Thursday, April 7, 2011

Help Me Move My Lazy Butt!!!




Yeah, I still procrastinate with exercise. There's always something SO much more important to do. I NEED HELP.  Will you be my Support Group????

After doing the hot line training last weekend with Save Ourselves Breast Cancer Resource Group, I joined their Team for the Komen Race for the Cure on May 7.  My goal is to raise $225 over the next month.

BUT WAIT!! Here's the plan.  I'm asking my Support Group members to pledge something for each day I get my lazy self up & walking (or rebounding) for at least 30 minutes.  The Race is May 7, so if you pledge $1 for each day I exercise, the most you would possibly donate is $30.  Based on my record of dedication to exercise, it would more likely end up being $2, but I want to stay positive about this.

These are tough economic times, and every little bit helps.  Pledge 50 cents a day, it's OK.

I'll report in every Friday, and hopefully embarrass myself into a month of exercise.

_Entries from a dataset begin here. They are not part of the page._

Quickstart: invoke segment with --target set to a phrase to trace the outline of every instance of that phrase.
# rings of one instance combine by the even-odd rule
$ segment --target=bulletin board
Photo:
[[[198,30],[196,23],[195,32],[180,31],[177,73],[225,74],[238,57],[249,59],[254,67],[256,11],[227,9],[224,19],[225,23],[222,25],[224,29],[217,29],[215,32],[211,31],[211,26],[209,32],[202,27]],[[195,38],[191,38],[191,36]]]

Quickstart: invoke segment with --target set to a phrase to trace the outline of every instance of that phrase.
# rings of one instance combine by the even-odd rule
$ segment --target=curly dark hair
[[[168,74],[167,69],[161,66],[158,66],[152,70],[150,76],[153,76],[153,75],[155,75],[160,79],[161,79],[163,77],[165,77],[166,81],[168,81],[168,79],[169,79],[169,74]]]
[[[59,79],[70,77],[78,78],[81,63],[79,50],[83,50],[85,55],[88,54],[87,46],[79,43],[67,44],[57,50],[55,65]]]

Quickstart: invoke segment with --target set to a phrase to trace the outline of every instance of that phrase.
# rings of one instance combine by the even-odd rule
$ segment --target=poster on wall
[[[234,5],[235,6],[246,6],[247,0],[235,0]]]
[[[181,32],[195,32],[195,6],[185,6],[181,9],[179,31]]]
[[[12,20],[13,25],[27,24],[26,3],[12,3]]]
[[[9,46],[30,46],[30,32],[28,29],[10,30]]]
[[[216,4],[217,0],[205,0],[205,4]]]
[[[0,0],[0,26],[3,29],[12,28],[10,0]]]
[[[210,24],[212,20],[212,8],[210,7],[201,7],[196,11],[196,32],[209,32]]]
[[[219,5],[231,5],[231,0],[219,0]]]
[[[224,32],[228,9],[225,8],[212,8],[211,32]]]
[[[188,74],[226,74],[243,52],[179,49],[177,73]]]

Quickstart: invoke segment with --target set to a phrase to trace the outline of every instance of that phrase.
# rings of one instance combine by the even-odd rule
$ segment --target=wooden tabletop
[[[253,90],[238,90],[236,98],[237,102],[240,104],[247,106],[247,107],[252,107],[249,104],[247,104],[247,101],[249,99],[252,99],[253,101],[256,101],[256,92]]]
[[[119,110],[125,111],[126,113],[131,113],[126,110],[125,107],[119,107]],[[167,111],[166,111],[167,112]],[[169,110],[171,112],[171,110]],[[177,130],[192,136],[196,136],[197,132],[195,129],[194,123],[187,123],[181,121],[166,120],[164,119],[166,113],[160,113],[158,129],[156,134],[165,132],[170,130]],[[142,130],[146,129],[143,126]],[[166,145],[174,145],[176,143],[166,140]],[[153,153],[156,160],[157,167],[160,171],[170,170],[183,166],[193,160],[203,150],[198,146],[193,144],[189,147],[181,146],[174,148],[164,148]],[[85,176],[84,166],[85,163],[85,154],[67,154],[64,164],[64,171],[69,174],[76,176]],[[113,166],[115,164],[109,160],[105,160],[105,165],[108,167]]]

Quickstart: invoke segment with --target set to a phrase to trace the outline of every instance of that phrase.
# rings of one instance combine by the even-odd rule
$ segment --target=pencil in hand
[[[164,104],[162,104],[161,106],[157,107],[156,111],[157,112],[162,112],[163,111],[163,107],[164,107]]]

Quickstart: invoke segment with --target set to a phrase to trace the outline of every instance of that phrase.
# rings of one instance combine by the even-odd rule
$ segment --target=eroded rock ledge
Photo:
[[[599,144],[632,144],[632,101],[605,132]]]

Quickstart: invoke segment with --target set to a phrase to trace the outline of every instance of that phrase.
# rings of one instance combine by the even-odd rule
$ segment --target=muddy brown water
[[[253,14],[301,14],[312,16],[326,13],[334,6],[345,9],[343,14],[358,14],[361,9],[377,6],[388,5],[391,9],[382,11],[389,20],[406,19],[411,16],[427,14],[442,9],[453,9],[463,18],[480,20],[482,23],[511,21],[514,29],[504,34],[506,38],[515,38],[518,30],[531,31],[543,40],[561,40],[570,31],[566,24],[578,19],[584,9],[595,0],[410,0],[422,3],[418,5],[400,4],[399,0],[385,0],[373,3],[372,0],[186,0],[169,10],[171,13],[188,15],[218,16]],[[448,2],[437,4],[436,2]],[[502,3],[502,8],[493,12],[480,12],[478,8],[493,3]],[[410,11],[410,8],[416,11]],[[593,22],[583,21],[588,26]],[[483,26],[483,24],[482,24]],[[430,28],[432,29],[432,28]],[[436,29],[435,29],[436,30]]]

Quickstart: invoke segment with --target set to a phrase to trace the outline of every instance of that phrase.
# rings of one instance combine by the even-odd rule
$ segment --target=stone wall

You can donate weekly or wait till the end for a final amount.  This is my home page to make a donation or join our Team. Laurie's Komen Page.

You can join the Team, even if you are not able to be there the day of the race.
So, are you in??  If so, comment below or email me.  Thanks!

Love you!
Laurie

Thursday, August 5, 2010

The Oncology Oracle Speaks

 I was so fortunate that my oncologist had an opening first thing Monday morning.  The waiting is the worst of any of these processes.  The data and opinions I’ve been accumulating over the past month gave me valuable perspectives I would not have otherwise considered.  It’s important to follow your gut, but equally important to know that the gut and brain are closely connected.  The more relevant information I have, the more reliable my gut will be.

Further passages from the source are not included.